Oct 11, 2012, 6:16:14 PM10/11/12

to bigcou...@googlegroups.com

BigCouch documentation recommends to overshard because you can't (currently) add shards later, and the number of shards limits your scalability. You can only have up to Q x N nodes in a cluster, and they will have 1 shard each. Adam@cloudant's talk on BigCounch says it makes sense to overprovision as long as there are file descriptors to handle it and uses 64 as an example.

So I want to pick a really big value for Q, right? Our system is expected to grow by TB daily, and exceed PB over 25 years. I figure thousands of shards would be overkill for now, but let us continue to scale as scientists around the world try to read huge data sets from our multi-PB store. But…

Our puny test system was created with only 256 shards (Q=256, N=3, W=R=2). It crashed and burned on fairly small batch updates (<500KB) on a 3-node cluster (each with 3 cores, 6gb RAM). I didn't expect Q to have such an impact on performance, but it really does. As Q goes up, the time to do the bulk insert goes up dramatically:

Q    sec
4      6.4
8      7.7
16    10.8
32    16.9
64    37.0

When I started with BigCouch a couple months ago, I thought this would be able to scale from a couple of regular PCs to a sizable server farm as long as Q was big enough.

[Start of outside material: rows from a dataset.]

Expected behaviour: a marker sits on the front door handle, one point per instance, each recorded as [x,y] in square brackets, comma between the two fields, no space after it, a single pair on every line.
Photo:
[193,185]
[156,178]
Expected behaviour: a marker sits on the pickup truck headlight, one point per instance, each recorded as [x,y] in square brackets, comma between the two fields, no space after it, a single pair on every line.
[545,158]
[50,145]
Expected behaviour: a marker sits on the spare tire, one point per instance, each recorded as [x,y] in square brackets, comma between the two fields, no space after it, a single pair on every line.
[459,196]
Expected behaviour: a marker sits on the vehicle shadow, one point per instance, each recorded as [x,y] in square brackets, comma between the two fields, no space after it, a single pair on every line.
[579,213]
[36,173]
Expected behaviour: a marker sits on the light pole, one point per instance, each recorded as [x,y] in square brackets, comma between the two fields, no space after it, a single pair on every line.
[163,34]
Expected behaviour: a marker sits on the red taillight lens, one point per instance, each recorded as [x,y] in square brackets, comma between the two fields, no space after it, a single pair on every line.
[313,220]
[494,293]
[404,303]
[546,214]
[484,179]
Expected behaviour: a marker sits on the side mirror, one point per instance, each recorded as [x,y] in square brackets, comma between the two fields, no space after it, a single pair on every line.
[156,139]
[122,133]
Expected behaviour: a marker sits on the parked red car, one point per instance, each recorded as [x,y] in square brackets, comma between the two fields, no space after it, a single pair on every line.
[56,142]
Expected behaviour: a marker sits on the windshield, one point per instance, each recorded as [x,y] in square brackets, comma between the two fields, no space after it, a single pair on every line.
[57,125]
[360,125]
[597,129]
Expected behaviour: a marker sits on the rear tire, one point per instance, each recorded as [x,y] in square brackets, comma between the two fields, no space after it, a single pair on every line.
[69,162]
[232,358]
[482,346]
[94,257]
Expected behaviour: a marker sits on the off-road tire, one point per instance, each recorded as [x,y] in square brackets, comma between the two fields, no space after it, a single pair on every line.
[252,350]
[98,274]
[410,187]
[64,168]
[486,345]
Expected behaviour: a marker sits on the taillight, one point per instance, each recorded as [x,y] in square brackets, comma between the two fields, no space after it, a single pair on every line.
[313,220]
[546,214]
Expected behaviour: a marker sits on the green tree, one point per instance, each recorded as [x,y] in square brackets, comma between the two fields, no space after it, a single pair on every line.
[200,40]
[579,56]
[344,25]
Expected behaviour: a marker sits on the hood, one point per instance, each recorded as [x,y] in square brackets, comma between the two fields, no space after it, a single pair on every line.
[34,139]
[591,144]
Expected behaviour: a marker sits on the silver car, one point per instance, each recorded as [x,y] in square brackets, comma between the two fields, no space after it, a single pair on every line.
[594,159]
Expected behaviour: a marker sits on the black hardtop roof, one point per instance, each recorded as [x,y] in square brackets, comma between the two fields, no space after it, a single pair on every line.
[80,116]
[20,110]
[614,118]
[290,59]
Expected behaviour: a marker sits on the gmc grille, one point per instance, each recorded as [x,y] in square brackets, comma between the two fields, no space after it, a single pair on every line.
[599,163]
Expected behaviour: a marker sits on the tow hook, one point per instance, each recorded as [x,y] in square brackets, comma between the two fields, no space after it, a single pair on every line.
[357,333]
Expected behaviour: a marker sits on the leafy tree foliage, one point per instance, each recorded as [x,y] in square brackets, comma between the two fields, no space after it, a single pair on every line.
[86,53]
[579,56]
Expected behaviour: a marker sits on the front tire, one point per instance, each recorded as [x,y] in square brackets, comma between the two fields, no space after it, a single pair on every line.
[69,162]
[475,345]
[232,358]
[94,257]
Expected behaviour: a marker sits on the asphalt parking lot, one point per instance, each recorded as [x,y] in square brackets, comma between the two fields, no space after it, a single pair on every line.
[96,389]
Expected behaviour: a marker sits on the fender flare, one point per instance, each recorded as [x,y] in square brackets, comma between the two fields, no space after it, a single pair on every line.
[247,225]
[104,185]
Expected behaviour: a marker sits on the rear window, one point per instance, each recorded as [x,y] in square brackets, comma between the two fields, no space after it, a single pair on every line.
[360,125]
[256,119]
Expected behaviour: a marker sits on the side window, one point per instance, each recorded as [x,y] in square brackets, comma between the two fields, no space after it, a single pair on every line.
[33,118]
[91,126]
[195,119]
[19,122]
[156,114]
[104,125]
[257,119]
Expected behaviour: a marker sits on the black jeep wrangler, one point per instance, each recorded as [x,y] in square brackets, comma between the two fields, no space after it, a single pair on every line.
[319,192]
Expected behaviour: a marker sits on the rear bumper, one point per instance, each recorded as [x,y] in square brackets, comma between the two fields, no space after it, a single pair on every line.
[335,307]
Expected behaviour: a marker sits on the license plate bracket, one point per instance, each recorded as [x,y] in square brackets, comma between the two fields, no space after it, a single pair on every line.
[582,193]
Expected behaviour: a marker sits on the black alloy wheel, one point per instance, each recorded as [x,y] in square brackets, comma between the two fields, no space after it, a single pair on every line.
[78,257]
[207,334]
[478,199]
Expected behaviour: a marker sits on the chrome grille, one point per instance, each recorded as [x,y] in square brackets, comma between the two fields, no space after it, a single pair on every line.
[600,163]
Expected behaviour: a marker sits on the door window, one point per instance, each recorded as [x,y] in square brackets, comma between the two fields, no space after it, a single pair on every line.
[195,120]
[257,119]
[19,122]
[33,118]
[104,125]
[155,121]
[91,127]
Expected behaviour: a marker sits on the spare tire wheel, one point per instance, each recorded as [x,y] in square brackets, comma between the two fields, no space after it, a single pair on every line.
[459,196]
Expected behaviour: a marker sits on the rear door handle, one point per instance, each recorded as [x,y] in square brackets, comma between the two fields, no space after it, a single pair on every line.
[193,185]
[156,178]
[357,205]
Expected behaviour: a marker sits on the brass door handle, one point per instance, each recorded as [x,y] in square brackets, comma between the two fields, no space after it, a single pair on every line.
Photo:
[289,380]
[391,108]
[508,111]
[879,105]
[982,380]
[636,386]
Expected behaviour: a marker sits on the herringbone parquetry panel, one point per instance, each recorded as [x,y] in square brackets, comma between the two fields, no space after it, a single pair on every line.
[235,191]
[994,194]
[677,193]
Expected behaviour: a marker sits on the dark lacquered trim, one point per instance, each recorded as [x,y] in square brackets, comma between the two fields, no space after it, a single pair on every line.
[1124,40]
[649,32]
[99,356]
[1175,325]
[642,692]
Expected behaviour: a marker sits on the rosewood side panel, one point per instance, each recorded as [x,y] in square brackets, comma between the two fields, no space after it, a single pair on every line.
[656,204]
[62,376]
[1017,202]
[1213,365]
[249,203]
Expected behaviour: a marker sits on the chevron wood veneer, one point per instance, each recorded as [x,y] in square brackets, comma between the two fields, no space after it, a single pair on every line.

Now it looks like you either have to pick Q low enough to run on those regular PCs (but then you can't scale past a couple dozen nodes) or you need to start with a big HW investment to support Q high enough to scale into petabytes.

Am I missing something? Has anyone else run into this? Why would it take so much more CPU? Has anyone worked around this?

And sorry adam@cloudant, this isn't limited by file descriptors. Tried upping that limit too...

Idan Shechter

unread,

Nov 11, 2012, 2:34:46 AM11/11/12

to bigcou...@googlegroups.com

I am interested to hear any opinion about it too.

Michael Miller

unread,

Nov 11, 2012, 12:42:24 PM11/11/12

to bigcou...@googlegroups.com, bigcou...@googlegroups.com

Hi, this is a fair question and worthy of a longer response than I can hack out on a phone. I'll try to turn around something more helpful later today, but in the short term:

1) you are correct. The optimal value for q depends on both DB scale and the resources available.

2) while bigcouch doesn't support automatic resharding, it is standard practice to manually reshard as you grow. Manual here means creating a new database and replicating, so it's not that brutal, nor that manual.

3) bigcouch is built to support both a single massive database or millions of small databases. In the latter case it is routine to have a node count far exceeding n*q.